By Raynard Sims
John Bunyan writes in his book “The Pilgrims Progress”, “I am from the City of Destruction, and am going to Mount Zion.” This quote seems to best sum up what marked the Puritans – their extreme focus on the Word of God in light of an eternity with Christ.
The Puritans were largely considered to be a part of the movement of Reformed orthodoxy, not associated with Lutheranism. The book seeks to cover the English Puritans around 1560 who were seeking reformation from the Church of England.
The book covers a systematic understanding of the Bible from the viewpoint of the Puritans. The book is not set up to expound on a topic in the basic sense, but rather will cover what a specific, or group, of Puritans said about a certain topic. Thus, this book will not replace a systematic theology work of Grudem or Horton but will rather supplement it.
The book is divided into the following eight sections with a final conclusion:
Prolegomena; Theology Proper; Anthropology and Covenant; Theology; Christology; Soteriology; Eccelesiology; Eschatology; Theology in Practice; Afterword
Many people have asked the question, “Why should I read or study thePuritans?”. While it is a valid question, there are a number of good reasons to read (or slowly work through) this book. Not only does this book give a comprehensive overview of the various Puritan theologians (saving you from having to read their vast number of works) but it highlights what is distinctive of the Puritan tradition and theology.
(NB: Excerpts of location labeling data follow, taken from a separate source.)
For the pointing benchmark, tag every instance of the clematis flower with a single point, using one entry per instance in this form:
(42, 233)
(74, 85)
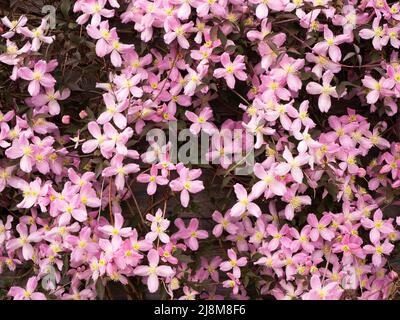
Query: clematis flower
(244, 203)
(200, 121)
(320, 228)
(51, 98)
(383, 88)
(262, 9)
(234, 263)
(38, 77)
(186, 183)
(292, 165)
(153, 179)
(319, 292)
(28, 293)
(377, 250)
(24, 241)
(174, 30)
(377, 34)
(268, 185)
(117, 231)
(153, 271)
(231, 69)
(191, 234)
(331, 45)
(119, 170)
(326, 91)
(114, 111)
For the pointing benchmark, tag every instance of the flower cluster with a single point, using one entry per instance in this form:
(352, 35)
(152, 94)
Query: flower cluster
(315, 85)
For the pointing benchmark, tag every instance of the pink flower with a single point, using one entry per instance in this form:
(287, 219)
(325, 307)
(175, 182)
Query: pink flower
(114, 111)
(268, 185)
(263, 6)
(292, 165)
(244, 203)
(38, 77)
(383, 88)
(51, 98)
(174, 30)
(380, 38)
(326, 91)
(117, 231)
(231, 69)
(224, 223)
(158, 227)
(320, 228)
(378, 226)
(377, 250)
(191, 234)
(200, 121)
(153, 179)
(331, 45)
(119, 170)
(234, 263)
(29, 293)
(24, 241)
(318, 292)
(153, 271)
(186, 183)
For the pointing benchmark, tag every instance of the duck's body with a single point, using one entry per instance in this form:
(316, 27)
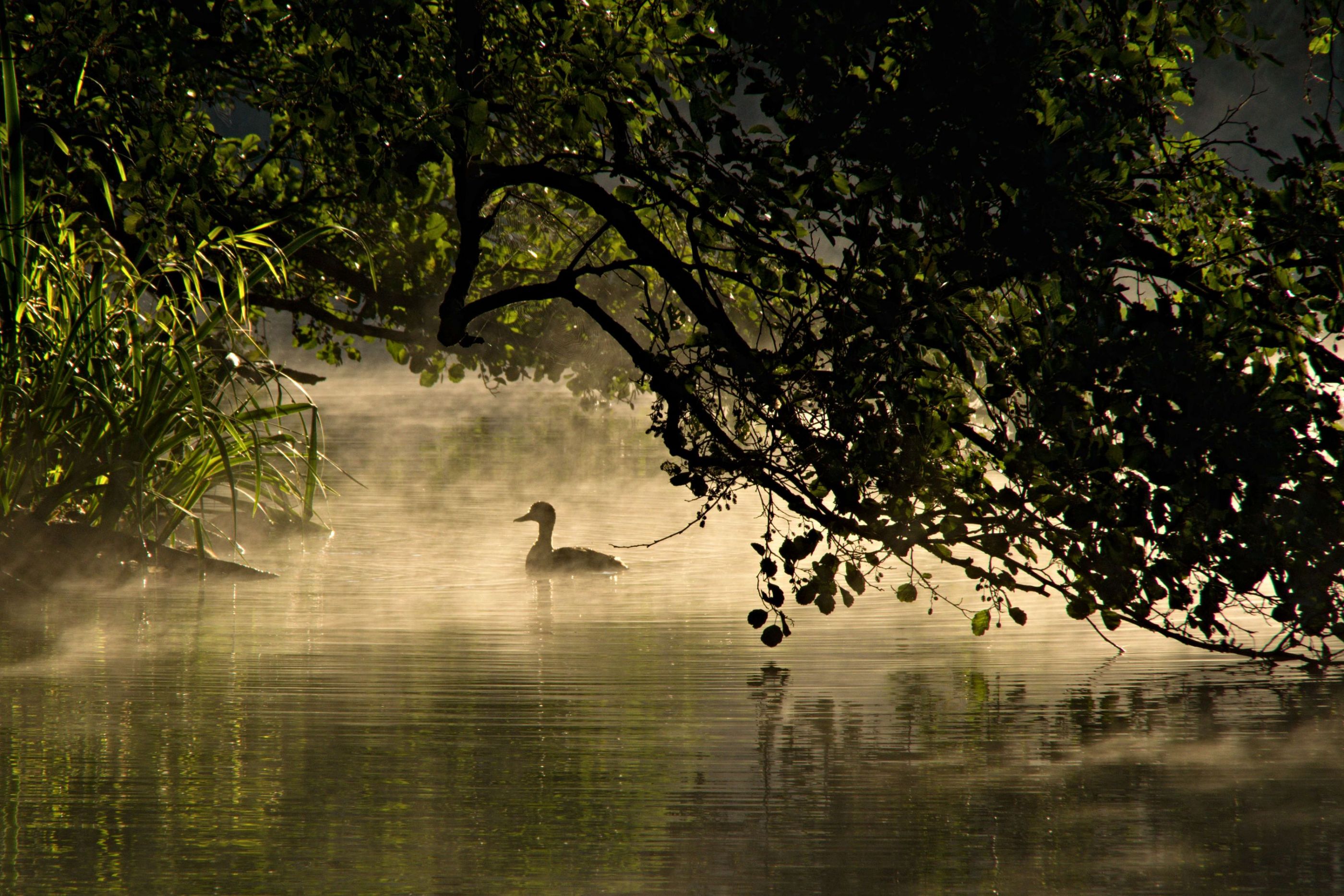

The authors and contributors have spent countless hours tracing out the Christologically shaped theology, drawing our attention to that which is beneficial and edifying for reader, but has also alluded to some doctrines that were wrongly interpreted and formulated by the Puritans.
It has been suggested recently to begin reading this work by starting with the penultimate chapter (Theology in Practice) before returning to the beginning (http://www.challies.com/reading-classics-together/read-agreat- book-with-me). This section is probably the most pastoral and definitely the most practical and challenging section of the book. The authors start by commenting how many Christians affirm Calvinism and preach the doctrines of grace but fail to live according to the standards they profess. The authors continue to highlight how much of the teaching of the Puritans were implemented in their lives and how it should possibly be incorporated in our own lives.
The various authors and contributors of “A Puritan Theology” have done an amazing work to cover the vast number of systematic topic both in width and in depth. This work will continue to be the standard for all in-depth reading and word on the Puritans for a long time to come. “A Puritan Theology” will be a worthwhile read for all who can endure the page count.